The OPM hack is bad but it’s not a ‘cyber Pearl Harbor’


The U.S.’s Office of Personnel Management wants you to know that it thwarts 10 million hack attempts a month. But it just takes one successful breach to undo all that successful thwarting. And last year, OPM’s network was breached by an attack it identified as coming from China. The government of China has denied any involvement but 4 million federal employees have been offered 18 months of credit report monitoring.
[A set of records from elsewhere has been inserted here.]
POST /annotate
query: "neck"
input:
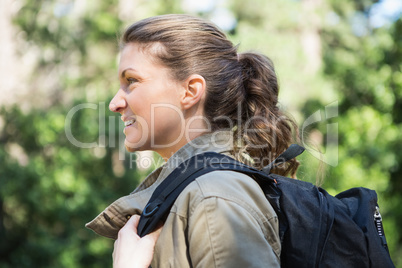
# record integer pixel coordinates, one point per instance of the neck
(192, 130)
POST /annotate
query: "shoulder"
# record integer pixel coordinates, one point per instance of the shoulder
(227, 186)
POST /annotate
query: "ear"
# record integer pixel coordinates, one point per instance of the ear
(195, 86)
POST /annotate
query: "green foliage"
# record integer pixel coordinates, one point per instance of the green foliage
(50, 188)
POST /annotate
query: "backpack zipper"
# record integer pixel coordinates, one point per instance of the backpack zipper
(379, 227)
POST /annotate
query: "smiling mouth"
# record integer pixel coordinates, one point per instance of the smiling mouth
(129, 123)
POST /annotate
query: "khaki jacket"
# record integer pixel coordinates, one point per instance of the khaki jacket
(222, 219)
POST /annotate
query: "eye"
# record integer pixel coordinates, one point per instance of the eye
(131, 80)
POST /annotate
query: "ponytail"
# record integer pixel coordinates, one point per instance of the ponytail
(242, 89)
(266, 132)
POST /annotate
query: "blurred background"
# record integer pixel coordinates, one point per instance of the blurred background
(61, 160)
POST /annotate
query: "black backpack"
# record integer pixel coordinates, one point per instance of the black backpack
(315, 228)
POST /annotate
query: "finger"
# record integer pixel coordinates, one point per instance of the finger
(155, 234)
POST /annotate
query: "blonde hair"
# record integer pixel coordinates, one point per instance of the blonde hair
(241, 88)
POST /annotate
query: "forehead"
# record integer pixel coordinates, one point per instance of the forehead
(134, 53)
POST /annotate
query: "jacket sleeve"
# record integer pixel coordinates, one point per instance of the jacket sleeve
(232, 235)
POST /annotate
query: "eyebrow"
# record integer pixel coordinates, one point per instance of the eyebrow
(123, 74)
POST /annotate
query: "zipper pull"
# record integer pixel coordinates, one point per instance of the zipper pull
(379, 227)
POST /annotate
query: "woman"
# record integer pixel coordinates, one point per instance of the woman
(185, 90)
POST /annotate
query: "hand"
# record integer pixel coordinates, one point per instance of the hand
(132, 251)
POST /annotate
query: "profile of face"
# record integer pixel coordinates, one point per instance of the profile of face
(149, 101)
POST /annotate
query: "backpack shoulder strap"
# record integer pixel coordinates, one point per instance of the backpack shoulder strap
(167, 192)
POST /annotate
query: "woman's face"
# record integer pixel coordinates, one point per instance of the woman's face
(148, 101)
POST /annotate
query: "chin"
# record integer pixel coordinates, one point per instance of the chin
(134, 146)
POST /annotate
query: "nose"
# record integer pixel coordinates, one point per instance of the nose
(118, 103)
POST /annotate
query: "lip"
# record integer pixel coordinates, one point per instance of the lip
(128, 121)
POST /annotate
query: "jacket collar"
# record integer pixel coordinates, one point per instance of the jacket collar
(112, 219)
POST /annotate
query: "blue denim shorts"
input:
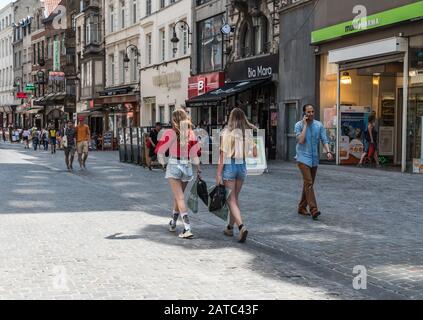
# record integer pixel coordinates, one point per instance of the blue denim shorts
(179, 170)
(236, 170)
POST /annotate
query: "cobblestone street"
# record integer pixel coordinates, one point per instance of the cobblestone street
(102, 234)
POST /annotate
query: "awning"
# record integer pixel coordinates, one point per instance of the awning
(92, 110)
(214, 97)
(5, 109)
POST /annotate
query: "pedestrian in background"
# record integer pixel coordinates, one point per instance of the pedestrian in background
(183, 151)
(35, 138)
(52, 135)
(69, 144)
(83, 137)
(309, 133)
(44, 139)
(152, 139)
(25, 135)
(236, 145)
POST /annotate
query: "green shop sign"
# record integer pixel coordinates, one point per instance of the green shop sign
(384, 18)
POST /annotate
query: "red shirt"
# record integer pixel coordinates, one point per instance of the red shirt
(169, 141)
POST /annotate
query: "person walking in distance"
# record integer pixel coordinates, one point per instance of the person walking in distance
(25, 136)
(236, 145)
(183, 151)
(309, 133)
(83, 137)
(52, 135)
(70, 145)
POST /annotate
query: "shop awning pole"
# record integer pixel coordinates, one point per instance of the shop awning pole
(404, 112)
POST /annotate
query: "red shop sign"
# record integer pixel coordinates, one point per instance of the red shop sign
(21, 95)
(204, 83)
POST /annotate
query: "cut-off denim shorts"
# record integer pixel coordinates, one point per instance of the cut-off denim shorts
(235, 170)
(179, 169)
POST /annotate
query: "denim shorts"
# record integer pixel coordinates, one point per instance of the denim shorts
(236, 170)
(180, 170)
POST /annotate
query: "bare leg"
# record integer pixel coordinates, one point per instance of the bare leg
(362, 158)
(376, 158)
(178, 187)
(232, 202)
(175, 202)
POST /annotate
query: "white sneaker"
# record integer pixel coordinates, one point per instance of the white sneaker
(172, 227)
(186, 234)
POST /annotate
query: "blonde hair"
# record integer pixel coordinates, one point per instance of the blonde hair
(235, 143)
(181, 124)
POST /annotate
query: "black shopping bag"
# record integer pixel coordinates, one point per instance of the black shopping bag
(202, 191)
(217, 198)
(192, 202)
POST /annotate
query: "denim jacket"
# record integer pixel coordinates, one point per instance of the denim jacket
(308, 152)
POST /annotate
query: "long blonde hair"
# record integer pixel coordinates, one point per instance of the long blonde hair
(181, 124)
(235, 142)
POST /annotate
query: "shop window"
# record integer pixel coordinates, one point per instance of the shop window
(171, 109)
(415, 104)
(210, 44)
(161, 114)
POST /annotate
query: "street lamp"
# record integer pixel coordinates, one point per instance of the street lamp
(126, 59)
(175, 38)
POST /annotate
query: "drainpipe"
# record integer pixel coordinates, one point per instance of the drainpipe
(404, 112)
(338, 115)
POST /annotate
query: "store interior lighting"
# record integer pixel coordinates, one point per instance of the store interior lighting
(346, 78)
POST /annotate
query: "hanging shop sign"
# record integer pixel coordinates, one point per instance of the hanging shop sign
(204, 83)
(170, 80)
(21, 95)
(359, 24)
(56, 76)
(29, 87)
(258, 68)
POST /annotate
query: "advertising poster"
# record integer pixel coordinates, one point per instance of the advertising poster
(329, 116)
(386, 141)
(353, 124)
(56, 55)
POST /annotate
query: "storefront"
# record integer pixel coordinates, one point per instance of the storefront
(365, 74)
(115, 108)
(203, 115)
(250, 85)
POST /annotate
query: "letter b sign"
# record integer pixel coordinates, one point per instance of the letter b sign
(360, 280)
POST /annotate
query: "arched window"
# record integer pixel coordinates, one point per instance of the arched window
(261, 35)
(245, 43)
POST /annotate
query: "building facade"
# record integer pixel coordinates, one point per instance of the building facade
(367, 59)
(90, 61)
(8, 102)
(54, 64)
(165, 65)
(121, 95)
(27, 115)
(244, 42)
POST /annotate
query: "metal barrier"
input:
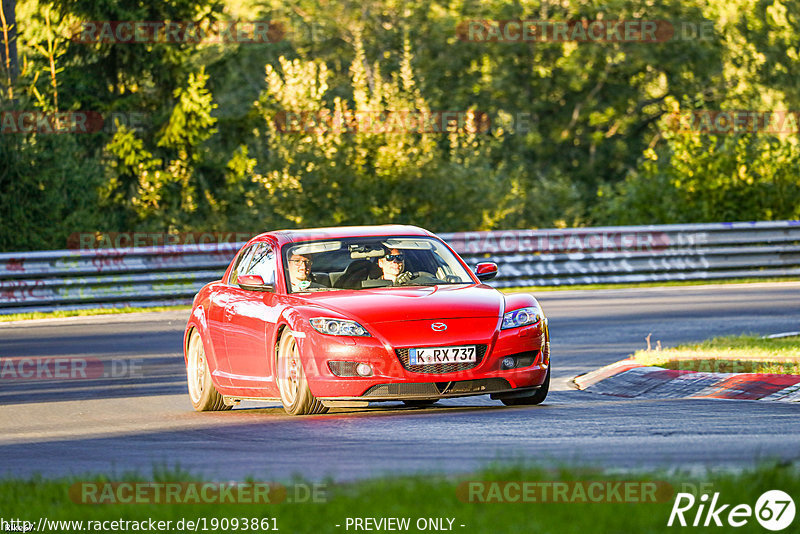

“Follow-up reports indicate that the breach may extend well beyond federal employees to individuals who applied for security clearances with the federal government,” Brian Krebs wrote, in an excellent summation of the hack. As many as 14 million people who’ve worked for or attempted to work for the government may be affected.

What kind of information did the hackers get access to?

F-Secure’s Chief Research Officer Mikko Hypponen tweeted this sample:

OPM Hack, OPM data, secret data

Knowing which federal employees have admitted to illegal drug use could be pretty valuable information, especially if there’s anyone who is actually honest about such behavior on these kinds of forms.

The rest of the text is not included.